Increasing death rates from opioid overdoses among whites have been widely documented, but less well-known is the increase in cocaine-related overdoses among blacks, as the National Cancer Institute (NCI) reported last week in the Annals of Internal Medicine. Using complete U.S. death certificate data from the Centers for Disease Control and Prevention’s National Center for Health Statistics, Meredith S. Shiels, Ph.D., and colleagues compared data from 2000–2003 with data from 2012–2015. They found that total overdose death rates increased among blacks (6.1 to 9.0 per 100,000 person years), Hispanics (4.2 to 6.0) and whites (5.6 to 15.5). Broken down by age and race, however, increases were most pronounced for older blacks (men over 50 and women over 45).

The most common contributor to overdose deaths in whites was opioids, but for blacks, cocaine was the largest contributor to overdose. Between 2012 and 2015, cocaine-related overdose deaths were almost as common in black men as deaths due to opioids in white men (7.6 vs. 7.9). Cocaine-related deaths declined between 2008 and 2011, and then increased between 2012 and 2015.

The largest recent increases in drug overdose deaths for blacks and Hispanics were due to heroin, although there were also increases due to other opioids, benzodiazepines and psychostimulants.

The researchers noted that “important public health measures have been initiated, particular in heavily affected areas” in response to opioid deaths among whites. But overdose deaths among blacks and Hispanics “are an important, long-term public health problem that is often overlooked.” Their results are probably underestimates, they said, because about 20 percent of deaths classified as unintentional overdoses miss a contributing drug.

Researchers urged additional research to understand the increasing rates of overdose among older black men and women. In addition, they say it’s essential to focus on preventing cocaine-related deaths, which disproportionately affect older blacks.

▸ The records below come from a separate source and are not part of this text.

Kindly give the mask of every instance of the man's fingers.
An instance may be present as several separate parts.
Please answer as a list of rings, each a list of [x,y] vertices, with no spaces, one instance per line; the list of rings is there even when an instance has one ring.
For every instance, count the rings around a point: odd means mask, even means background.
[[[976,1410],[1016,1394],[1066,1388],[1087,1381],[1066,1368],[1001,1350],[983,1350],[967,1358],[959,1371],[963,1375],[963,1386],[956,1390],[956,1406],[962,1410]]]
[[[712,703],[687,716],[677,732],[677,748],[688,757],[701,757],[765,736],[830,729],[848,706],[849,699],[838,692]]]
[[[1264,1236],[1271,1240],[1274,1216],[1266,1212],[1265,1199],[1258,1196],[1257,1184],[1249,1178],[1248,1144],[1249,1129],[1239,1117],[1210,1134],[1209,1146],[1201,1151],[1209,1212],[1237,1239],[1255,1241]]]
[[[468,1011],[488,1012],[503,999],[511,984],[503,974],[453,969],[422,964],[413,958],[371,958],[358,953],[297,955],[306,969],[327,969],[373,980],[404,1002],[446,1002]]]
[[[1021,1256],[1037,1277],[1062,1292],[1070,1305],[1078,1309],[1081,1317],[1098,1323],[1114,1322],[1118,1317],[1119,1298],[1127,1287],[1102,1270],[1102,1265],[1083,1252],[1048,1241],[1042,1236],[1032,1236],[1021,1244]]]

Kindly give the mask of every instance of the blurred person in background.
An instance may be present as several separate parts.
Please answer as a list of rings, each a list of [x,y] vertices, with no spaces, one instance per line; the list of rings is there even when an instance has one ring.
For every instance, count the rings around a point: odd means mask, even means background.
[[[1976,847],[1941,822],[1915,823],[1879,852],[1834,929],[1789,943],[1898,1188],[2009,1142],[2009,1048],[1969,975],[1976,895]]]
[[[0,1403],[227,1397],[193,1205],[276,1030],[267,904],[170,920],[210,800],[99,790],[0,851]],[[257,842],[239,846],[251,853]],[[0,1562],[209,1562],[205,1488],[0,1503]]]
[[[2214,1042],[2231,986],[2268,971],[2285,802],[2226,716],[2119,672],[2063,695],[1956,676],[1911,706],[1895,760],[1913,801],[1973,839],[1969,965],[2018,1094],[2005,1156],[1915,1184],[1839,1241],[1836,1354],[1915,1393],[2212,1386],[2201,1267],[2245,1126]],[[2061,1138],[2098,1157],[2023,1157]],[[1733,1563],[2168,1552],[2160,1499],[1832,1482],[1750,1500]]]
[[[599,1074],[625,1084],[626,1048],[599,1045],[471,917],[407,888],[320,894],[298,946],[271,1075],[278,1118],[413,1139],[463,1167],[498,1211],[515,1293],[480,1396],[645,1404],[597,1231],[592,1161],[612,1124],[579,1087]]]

Harms of single-drug focus, racial disparity in coverage

The article, “Trends in U.S. Drug Overdose Deaths in Non-Hispanic Black, Hispanic, and Non-Hispanic White Persons, 2000–2015,” underscores two important problems in current drug policy, said H. Westley Clark, M.D., J.D., Dean’s Executive Professor at Santa Clara University: focusing on opioids only, and racial discrimination..

“A single drug focus belies the nature of drug problems,” Clark told ADAW. The Cures Act devoted $1 billion for the opioid epidemic, “but alcohol, cocaine and methamphetamine have been forgotten,” he said. “People dying because of alcohol, cocaine, methamphetamine or any other psychoactive substance are no less important than people dying from opioids.”

The report also brings to light a complaint that many blacks have been making, said Clark. “When African Americans die of drug overdoses, it gets ignored. When whites die of drug overdoses, the whole world listens, from politicians, Big Pharma, researchers and the FDA to the media. When African Americans die, it isn’t news,” he said.

Clark noted that blacks in the public health workforce are “particularly sensitive to the epidemiological reality” that the authors at the NCI, which is part of the National Institutes of Health (NIH), uncovered. “This report demonstrates why African Americans and other people of color in the public health workforce are essential to the public health paradigm,” said Clark. “I commend the NIH researchers for asking the question about race and drugs,” he said. “Their paper provides some of the answers. Now we need to do something. The public health effort should not be to focus on younger whites while ignoring older blacks.”

Much media coverage of opioid overdoses has focused on young white people, many of them in suburbia. The question, said Clark, is why it has taken so long for the disparity in overdose reporting to come to light.

Surgeon general’s report

Clark recommends 2016’s Facing Addiction in America: The Surgeon General’s Report on Alcohol, Drugs, and Health as a framework for a comprehensive strategy that relies on science, prevention, treatment and recovery. Clark, one of the science editors of the report, noted that it “recognizes neurobiologically that psychoactive substance use operates for different people in different ways, but that there is a need for a comprehensive focus.”

The comprehensive strategy recommend by the surgeon general’s report “would allow resources to be used where they are needed,” said Clark. “A population-based prevention strategy would recognize the unique needs of those communities where African Americans live, just as a similar strategy would address the public health needs of the non–African American communities.”

As Congress considers additional funding for substance use issues, it “should look for solutions that address the broader epidemic, not just those aspects of the epidemic that affect white people,” said Clark. “The Congressional Black Caucus and its Health Braintrust should mobilize its colleagues on the Hill to make sure that future legislation addressing drug use includes provisions dealing with the drug use landscape, so that the deaths of African-American drug users due to cocaine are not ignored by public policy.”